7

I'm developing a database that holds large scientific datasets. Typical usage scenario is that on the order of 5GB of new data will be written to the database every day; 5GB will also be deleted each day. The total database size will be around 50GB. The server I'm running on will not be able to store the entire dataset in memory.

I've structured the database such that the main data table is just a key/value store consisting of a unique ID and a Value.

Queries are typically for around 100 consecutive values, eg. SELECT Value WHERE ID BETWEEN 7000000 AND 7000100;

I'm currently using MySQL / MyISAM, and these queries take on the order of 0.1 - 0.3 seconds, but recently I've come to realize that MySQL is probably not the optimal solution for what is basically a large key/value store.

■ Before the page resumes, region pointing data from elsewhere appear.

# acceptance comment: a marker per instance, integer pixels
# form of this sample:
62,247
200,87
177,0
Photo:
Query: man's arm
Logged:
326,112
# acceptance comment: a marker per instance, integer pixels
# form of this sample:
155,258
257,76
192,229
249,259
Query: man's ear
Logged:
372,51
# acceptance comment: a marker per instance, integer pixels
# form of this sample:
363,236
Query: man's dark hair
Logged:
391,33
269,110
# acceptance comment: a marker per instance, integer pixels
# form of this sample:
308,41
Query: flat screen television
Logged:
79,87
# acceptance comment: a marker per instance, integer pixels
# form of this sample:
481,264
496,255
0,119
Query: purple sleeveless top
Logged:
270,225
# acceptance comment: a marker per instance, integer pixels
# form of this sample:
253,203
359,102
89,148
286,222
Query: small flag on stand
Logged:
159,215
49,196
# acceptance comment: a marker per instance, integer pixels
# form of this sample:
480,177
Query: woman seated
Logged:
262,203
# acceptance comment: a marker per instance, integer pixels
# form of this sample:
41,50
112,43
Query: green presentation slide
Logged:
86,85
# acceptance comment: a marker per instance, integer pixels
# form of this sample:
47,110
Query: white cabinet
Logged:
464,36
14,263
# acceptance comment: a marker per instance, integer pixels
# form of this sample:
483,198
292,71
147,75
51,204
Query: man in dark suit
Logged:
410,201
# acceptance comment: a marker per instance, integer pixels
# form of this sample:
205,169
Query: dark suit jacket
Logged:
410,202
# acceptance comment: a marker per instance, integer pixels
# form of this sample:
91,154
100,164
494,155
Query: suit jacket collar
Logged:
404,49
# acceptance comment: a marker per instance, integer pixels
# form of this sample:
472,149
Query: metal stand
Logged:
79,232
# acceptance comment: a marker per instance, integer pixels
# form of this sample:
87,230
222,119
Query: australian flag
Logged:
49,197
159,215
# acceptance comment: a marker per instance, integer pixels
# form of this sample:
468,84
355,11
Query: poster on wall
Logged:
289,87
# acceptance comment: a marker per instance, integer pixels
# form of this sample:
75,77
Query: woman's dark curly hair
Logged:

Before I start doing lots of work installing the new software and rewriting the whole database I wanted to get a rough idea of whether I am likely to see a significant performance boost when using a NoSQL DB (e.g. Tokyo Tyrant, Cassandra, MongoDB) instead of MySQL for these types of retrievals.

Thanks

Pete W
  • 1,817
  • 3
  • 18
  • 20
  • 2
    Before abandoning RDBMSes, I'd want profile against MySQL/Innodb, and postgresql. I'd also want to be sure I had appropriate indices on the table. – tpdi Aug 06 '10 at 18:34
  • Re: Indices, My table has two columns: ID BIGINT; Value FLOAT; and I have ID as my primary key as my queries always use where ID between ... – Pete W Aug 06 '10 at 18:40
  • Wow! 50GB of data in a two-column table. I'd think 0.1 to 0.3 secs isn't to be sneezed at, in the circumstances. If it's any of our business, perhaps you could tell us what you're keeping in what must be a near-record-breaking table? – Brian Hooper Aug 06 '10 at 18:48
  • If you move to Mongodb you can shard your db over multiple machines and the whole dataset will fit in memory, this will make it really fast. Sharding in MongoDB can deal with range queries. Of course, those extra machines cost money, it is up to you. You can also try using an SSD. – TTT Aug 06 '10 at 20:01
  • Brian: I should have said that currently I'm not running with a full dataset and so my 0.1-0.3s retrievals only apply for a total table size of just over 5GB (but it will eventually be 50GB), NB. my current server only has 512MB RAM(!). The data is a set of geophysical satellite data. TTT: Good point about the sharding. That is definitely an option. – Pete W Aug 06 '10 at 20:12
  • Any of the key/value nosql db's should work well for you. Especially if you have some other machines laying around that you can make a cluster with. – Zanson Aug 07 '10 at 23:02

3 Answers3

3

Please consider also OrientDB. It uses indexes with RB+Tree algorithm. In my tests with 100GB of database reads of 100 items took 0.001-0.015 seconds on my laptop, but it depends how the key/value are distributed inside the index.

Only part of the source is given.